Biometric technologies have been around for years, primarily providing physical access control or time and attendance. With the mounting integration of biometric readers into physical security network devices, such as desktops, laptops and mobile wireless devices, the shift has started a trend toward a more all-encompassing credentialing solution that strives to unify chief security officers (CSO) and their security colleagues. Another significant trend centers on the integration of biometrics into access card readers and badges that could be replaced with biometric devices.
Biometric devices quickly and automatically confirm the identity of end users by comparing patterns of physical or behavioral characteristics in real-time against enrolled computer records of those patterns. Leading technologies accomplish this by scanning data files of an individual’s fingerprint, hand, iris, palm or voice for authentication.
Functionality Going Well Beyond Physical Access
Many security industry insiders contend that biometrics enhance privacy by erecting a barrier between personal data and unauthorized access. Technically, biometrics-based capture devices create electronic digital templates that are encrypted, stored and then compared to encrypted templates derived from “live” images to confirm identity. The templates are generated from complex and proprietary algorithms and are then encrypted using strong cryptographic algorithms to secure and protect them from disclosure.
A number of post-9/11 federal government requirements are also driving biometrics into achieving dual functionality in both physical and logical security. For instance, with FIPS 201-1, CSOs are empowered with a tool to check the identity and status of individuals requiring access to enterprise or government resources. This increases capabilities beyond those of most legacy physical access credentials. It is important to understand the different authentication mechanisms and the levels of threat they mitigate. A CSO is in the best position to decide how to employ the FIPS 201-1 credential within the context of an overall security plan, bearing in mind requirements for throughput and operational and interoperability considerations for future expansions.
The high cost of data breaches and the need to meet compliance regulations are also pushing organizations to adopt heightened identity and access management (IAM) processes. Companies are looking to physical and logical identity convergence to increase security, reduce redundancies and create complete audit trails.
Converging physical and logical identity and access management enables organizations to more closely monitor which employees are requesting access to certain spaces and facilities, and not only when but also from where. In essence, identity convergence enables organizations to add a fourth factor of authentication. Traditionally, there are three possible ways in which employees can prove their identities: through (1) what they know via a password or personal identification number (PIN), (2) what they have via a proximity or smart card and (3) who they are via a biometric identifier. When physical and logical identity management processes are converged, companies can also use a fourth factor —where a person is — to verify identity.
Unified Credentialing Can Enhance Efficiencies
Without a unified policy, a person’s user accounts and credentials can become rogue identities that can be used by others to gain unauthorized access to information. With unified identity and access management processes, all of a person’s user accounts and credentials are managed centrally under a single identity. When he or she leaves, the identity and associated rights and privileges are removed, effectively disabling all of the user’s accounts and credentials assigned during the course of employment.
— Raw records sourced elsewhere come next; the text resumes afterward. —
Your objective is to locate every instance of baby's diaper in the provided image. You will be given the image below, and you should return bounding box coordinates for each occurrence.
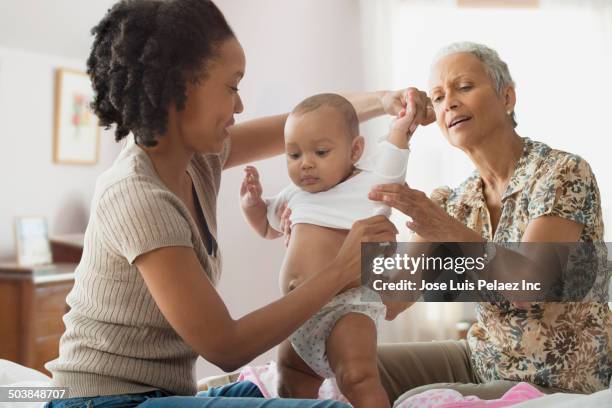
[289,286,387,378]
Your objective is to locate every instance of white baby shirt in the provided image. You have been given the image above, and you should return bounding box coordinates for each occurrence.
[265,141,410,231]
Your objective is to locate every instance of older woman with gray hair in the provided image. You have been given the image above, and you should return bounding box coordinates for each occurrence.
[370,43,612,400]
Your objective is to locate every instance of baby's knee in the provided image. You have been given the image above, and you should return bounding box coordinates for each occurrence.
[334,361,378,389]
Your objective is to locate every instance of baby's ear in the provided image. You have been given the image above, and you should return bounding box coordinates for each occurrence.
[351,136,365,164]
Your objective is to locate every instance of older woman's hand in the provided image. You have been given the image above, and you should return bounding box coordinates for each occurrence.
[368,184,482,242]
[380,88,436,127]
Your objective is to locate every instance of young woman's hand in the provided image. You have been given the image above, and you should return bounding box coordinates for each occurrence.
[240,166,264,208]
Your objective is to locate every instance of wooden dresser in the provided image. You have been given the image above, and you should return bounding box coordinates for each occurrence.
[0,235,83,375]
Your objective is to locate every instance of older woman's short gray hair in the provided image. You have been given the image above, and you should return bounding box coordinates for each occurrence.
[434,41,517,127]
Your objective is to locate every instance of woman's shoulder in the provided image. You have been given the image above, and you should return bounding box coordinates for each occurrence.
[94,142,168,209]
[525,138,595,183]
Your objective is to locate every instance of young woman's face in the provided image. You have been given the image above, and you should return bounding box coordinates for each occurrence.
[429,53,514,149]
[175,38,245,153]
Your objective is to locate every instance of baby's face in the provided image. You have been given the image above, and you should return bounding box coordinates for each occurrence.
[285,107,356,193]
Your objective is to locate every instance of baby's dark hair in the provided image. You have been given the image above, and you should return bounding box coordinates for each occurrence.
[291,93,359,139]
[87,0,235,146]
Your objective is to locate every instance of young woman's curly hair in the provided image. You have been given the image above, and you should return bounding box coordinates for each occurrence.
[87,0,234,146]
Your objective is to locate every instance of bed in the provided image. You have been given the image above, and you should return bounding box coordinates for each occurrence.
[0,359,612,408]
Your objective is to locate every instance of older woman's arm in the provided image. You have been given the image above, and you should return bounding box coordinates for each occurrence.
[224,88,434,169]
[369,184,584,299]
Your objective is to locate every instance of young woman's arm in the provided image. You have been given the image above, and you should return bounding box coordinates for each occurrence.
[136,216,397,371]
[224,88,434,169]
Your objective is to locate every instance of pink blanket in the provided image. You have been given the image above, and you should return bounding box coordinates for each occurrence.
[397,382,544,408]
[238,362,544,408]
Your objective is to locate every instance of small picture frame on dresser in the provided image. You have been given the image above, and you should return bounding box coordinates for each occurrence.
[15,216,52,266]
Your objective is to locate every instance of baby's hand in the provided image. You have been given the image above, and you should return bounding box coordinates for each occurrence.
[240,166,264,208]
[391,108,418,140]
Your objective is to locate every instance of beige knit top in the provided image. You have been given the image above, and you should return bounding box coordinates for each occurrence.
[45,135,230,397]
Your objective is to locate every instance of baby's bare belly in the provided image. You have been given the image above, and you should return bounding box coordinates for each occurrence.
[280,224,359,294]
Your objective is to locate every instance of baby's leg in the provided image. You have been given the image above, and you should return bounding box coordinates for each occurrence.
[326,313,390,408]
[278,340,323,398]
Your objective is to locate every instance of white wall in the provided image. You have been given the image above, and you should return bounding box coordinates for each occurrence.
[197,0,363,377]
[0,47,123,261]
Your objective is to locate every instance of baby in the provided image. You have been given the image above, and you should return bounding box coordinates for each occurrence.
[240,94,411,408]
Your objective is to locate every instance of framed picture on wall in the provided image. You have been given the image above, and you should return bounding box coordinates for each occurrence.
[53,68,100,164]
[15,216,52,266]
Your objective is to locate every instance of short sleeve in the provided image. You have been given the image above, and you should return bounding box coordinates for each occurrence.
[95,178,193,264]
[529,155,597,225]
[429,186,452,211]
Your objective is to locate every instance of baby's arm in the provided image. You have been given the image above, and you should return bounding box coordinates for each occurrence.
[387,108,418,149]
[240,166,283,239]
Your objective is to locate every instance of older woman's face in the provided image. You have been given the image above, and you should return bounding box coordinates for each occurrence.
[429,53,514,148]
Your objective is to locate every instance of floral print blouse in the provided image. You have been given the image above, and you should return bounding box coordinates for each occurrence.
[432,138,612,393]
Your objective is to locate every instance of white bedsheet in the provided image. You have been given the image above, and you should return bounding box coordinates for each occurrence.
[0,359,612,408]
[0,359,51,408]
[514,389,612,408]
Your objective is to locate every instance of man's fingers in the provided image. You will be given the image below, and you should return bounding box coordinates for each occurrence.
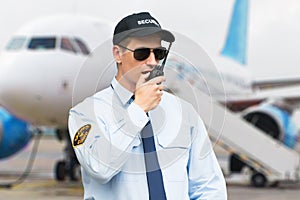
[136,72,150,87]
[149,76,166,84]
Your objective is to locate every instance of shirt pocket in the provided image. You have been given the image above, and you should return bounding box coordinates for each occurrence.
[157,125,191,182]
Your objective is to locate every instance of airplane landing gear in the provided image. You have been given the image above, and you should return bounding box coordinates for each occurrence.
[54,130,81,181]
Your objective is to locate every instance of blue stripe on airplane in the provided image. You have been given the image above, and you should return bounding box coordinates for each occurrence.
[221,0,249,65]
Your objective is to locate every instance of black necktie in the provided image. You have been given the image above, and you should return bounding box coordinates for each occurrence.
[141,114,167,200]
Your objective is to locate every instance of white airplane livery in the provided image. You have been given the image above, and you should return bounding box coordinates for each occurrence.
[0,1,300,186]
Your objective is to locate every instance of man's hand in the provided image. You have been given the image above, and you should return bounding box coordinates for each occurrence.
[134,72,165,112]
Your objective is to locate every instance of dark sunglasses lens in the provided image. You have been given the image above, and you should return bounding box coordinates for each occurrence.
[153,48,167,60]
[133,48,150,61]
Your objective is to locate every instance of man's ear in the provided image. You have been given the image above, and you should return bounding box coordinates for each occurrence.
[113,45,122,64]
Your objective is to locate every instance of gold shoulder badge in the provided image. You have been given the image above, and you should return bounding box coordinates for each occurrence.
[73,124,92,147]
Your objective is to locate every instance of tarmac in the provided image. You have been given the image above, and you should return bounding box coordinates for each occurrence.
[0,136,300,200]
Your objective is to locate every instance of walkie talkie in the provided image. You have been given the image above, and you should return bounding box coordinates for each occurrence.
[146,42,172,81]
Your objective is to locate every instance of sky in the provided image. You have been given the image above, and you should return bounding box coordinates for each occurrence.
[0,0,300,80]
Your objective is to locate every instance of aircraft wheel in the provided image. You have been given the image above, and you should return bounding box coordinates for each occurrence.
[69,161,81,181]
[55,161,66,181]
[251,172,267,188]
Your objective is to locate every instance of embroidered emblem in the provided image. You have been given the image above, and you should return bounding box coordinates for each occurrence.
[73,124,92,147]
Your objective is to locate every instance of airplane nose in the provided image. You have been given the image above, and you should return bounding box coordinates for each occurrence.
[0,52,74,124]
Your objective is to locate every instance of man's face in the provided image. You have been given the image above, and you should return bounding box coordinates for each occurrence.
[116,35,161,87]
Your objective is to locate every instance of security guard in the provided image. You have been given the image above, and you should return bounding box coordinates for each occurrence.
[69,12,227,200]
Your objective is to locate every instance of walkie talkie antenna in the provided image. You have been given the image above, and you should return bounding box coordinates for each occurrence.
[160,42,172,70]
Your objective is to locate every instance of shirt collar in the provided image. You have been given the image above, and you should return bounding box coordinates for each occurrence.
[111,77,133,105]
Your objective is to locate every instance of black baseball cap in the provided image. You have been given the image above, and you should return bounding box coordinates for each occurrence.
[113,12,175,45]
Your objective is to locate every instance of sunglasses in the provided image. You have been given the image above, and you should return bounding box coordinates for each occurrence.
[119,45,168,61]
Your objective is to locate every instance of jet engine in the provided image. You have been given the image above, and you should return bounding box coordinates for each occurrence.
[0,108,32,159]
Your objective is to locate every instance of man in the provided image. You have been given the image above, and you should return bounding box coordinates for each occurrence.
[69,12,227,200]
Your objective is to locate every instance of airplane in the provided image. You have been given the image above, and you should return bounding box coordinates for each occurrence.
[0,0,299,185]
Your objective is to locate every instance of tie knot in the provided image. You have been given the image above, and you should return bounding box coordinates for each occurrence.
[128,95,134,104]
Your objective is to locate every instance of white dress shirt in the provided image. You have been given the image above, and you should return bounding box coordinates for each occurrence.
[69,79,227,200]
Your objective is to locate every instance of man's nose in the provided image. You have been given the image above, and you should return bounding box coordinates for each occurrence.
[146,52,158,66]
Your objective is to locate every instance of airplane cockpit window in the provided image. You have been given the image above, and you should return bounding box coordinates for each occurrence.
[60,37,77,53]
[6,37,26,50]
[74,38,90,55]
[28,37,56,50]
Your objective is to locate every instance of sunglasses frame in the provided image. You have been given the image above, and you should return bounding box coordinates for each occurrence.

This integration also simplifies assigning employees new privileges when they take on new roles. Administrators can simply delete individuals from one user group and assign them to another to grant physical and logical access to everything necessary for the new role. This prevents the time lag that generally occurs in starting up a new user account — a period in which employees are unproductive or tempted to borrow each other’s account in-formation, a clear violation of many compliance regulations.
Physical and logical convergence also enables companies to use the same credentials, such as a fingerprint biometric, for physical and logical access. This can lower the cost of access control accessories as one authentication factor can be used for both, achieving a significant return on investment.
Using the same credential for both physical and logical identification requires technological interoperability. For example, the biometric reader on an employee’s laptop should use the same template to make a match at the biometric reader at the employee entrance.
Physical and logical convergence can also help organizations create more complete audit trails, enabling them to monitor not only the who, what, when and why of when confidential information is accessed, but the where and to whom as well. Security equipment manufacturers are moving rapidly to capitalize on a broad range of biometric applications, giving integrators an opportunity to help customers with much more than just security-related solutions.